Towards mm-Level Accurate UWB Radar: High-Accuracy Phase-Based Obstacle Detection through Multi-Channel Fusion
2026-06-15 • Robotics
Robotics
AI summaryⓘ
The authors show a new way to measure distances accurately using ultrawideband radar without relying on tags or beacons. They combine simple amplitude measurements with detailed phase information from multiple frequencies to get precise distance estimates, even in tough environments with reflections and noise. Their method corrects hardware errors and improves accuracy to about 1.7 cm, much better than previous methods that only used amplitude and had around 10 cm error. They tested this on a robot in an industrial setting and suggest their approach could get even more precise with further improvements.

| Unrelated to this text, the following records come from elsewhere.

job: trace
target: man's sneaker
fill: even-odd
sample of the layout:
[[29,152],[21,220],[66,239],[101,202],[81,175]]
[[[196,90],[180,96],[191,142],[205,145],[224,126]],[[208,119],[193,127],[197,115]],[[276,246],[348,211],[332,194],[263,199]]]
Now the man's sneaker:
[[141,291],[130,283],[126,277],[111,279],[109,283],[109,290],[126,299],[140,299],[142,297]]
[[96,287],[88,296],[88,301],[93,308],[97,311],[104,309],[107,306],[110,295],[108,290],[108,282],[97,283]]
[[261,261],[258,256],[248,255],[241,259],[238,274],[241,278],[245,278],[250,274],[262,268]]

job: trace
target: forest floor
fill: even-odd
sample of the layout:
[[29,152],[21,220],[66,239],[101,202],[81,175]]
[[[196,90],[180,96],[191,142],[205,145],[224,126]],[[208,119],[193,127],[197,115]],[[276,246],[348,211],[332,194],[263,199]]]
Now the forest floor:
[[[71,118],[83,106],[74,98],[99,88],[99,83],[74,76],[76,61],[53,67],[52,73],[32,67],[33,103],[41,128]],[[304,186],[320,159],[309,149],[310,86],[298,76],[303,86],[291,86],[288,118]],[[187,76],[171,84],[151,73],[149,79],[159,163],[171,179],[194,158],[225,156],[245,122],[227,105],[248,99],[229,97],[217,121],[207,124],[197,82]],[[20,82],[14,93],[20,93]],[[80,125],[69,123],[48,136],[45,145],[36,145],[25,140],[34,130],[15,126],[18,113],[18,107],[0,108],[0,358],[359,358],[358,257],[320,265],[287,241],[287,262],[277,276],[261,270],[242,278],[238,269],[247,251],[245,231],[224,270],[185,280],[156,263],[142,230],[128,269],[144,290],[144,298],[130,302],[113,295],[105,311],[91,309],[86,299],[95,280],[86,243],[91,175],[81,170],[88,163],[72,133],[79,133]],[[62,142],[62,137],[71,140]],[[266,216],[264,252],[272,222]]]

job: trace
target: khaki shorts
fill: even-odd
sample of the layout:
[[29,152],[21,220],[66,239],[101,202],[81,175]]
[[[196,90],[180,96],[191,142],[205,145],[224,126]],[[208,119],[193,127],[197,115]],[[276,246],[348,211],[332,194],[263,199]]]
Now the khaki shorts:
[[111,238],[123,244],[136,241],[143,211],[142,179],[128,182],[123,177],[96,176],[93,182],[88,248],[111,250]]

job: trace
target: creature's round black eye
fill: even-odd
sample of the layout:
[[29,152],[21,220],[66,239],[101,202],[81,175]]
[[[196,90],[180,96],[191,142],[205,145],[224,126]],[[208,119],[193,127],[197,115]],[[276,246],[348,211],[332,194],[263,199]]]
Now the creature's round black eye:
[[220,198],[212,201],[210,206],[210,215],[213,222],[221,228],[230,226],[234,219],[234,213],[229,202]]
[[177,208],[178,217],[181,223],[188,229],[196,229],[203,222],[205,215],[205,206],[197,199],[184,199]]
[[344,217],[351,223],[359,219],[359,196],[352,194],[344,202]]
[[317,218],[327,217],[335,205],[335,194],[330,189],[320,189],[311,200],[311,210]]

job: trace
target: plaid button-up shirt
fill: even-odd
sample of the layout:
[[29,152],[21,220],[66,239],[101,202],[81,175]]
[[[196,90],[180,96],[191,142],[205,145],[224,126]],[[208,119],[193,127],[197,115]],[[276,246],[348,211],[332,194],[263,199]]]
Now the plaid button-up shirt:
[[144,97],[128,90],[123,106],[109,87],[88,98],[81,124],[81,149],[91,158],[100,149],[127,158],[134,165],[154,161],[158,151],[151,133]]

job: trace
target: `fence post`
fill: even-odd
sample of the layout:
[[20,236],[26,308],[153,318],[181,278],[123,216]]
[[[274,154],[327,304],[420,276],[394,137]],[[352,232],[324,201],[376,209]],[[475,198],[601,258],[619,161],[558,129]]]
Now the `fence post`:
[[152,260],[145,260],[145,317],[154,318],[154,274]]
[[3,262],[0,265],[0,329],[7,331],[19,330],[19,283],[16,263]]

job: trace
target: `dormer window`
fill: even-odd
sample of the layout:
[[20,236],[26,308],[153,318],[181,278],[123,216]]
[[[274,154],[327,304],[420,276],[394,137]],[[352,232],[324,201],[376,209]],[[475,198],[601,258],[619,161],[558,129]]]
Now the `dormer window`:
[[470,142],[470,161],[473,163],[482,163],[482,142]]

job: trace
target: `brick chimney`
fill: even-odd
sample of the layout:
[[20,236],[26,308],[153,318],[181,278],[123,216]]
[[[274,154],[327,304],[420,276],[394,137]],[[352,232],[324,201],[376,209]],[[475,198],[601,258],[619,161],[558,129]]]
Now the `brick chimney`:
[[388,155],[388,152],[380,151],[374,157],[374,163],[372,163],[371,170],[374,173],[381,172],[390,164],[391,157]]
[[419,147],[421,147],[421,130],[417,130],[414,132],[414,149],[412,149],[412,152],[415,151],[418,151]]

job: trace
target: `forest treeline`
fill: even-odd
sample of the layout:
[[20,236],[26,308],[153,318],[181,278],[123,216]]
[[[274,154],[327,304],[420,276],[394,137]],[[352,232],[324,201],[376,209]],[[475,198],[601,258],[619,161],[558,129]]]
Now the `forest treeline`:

ultrawideband (UWB) radarphase-based signal processingtime-of-flight (ToF)multipath propagationline-of-sightfrequency diversitybistatic radarFresnel zonesamplitude-based rangingphase drift compensation
Authors
Jelle De Moerloose, Adnan Shahid, Eli De Poorter
Abstract
Accurate, tag-free distance estimation with ultrawideband (UWB) radar is essential for applications such as autonomous guided vehicles, robotics, and environment characterization. For tag-based localization systems, phase-based UWB signal processing techniques have demonstrated sub-wavelength ranging precision, but these approaches are not applicable for passive (tagless) radar setups with weak reflections, mixed multipath conditions, and the absence of a known time-of-flight (ToF) first-path reference. This paper demonstrates for the first time that phase information can be effectively exploited in a fully passive UWB radar setting. We introduce a signal processing framework that extracts reliable distance information by combining coarse amplitude-based estimates with high-resolution phase changes across multiple frequency channels. By referencing phase measurements with the line-of-sight component, the method compensates for hardware-induced phase drift, while the use of multichannel frequency diversity enables disambiguation of periodic phase information and improves robustness against frequencyspecific channel degradation such as Fresnel zones. The proposed approach is validated on a robot equipped with a bistatic UWB radar using DW3000 devices and evaluated in a realistic metallic industrial environment. Experimental results show that our work consistently achieves centimeter-level accuracy even at high speeds, with a median error of 1.69 cm, significantly outperforming existing ~10cm accuracy UWB radar approaches relying only on amplitude-information. We further show how multi-channel fusion exploits uncorrelated channel degradation to reduce the error by more than 40% compared to single-channel operation, and outline how phase modeling and fusion can be pushed toward sub-centimeter accuracy.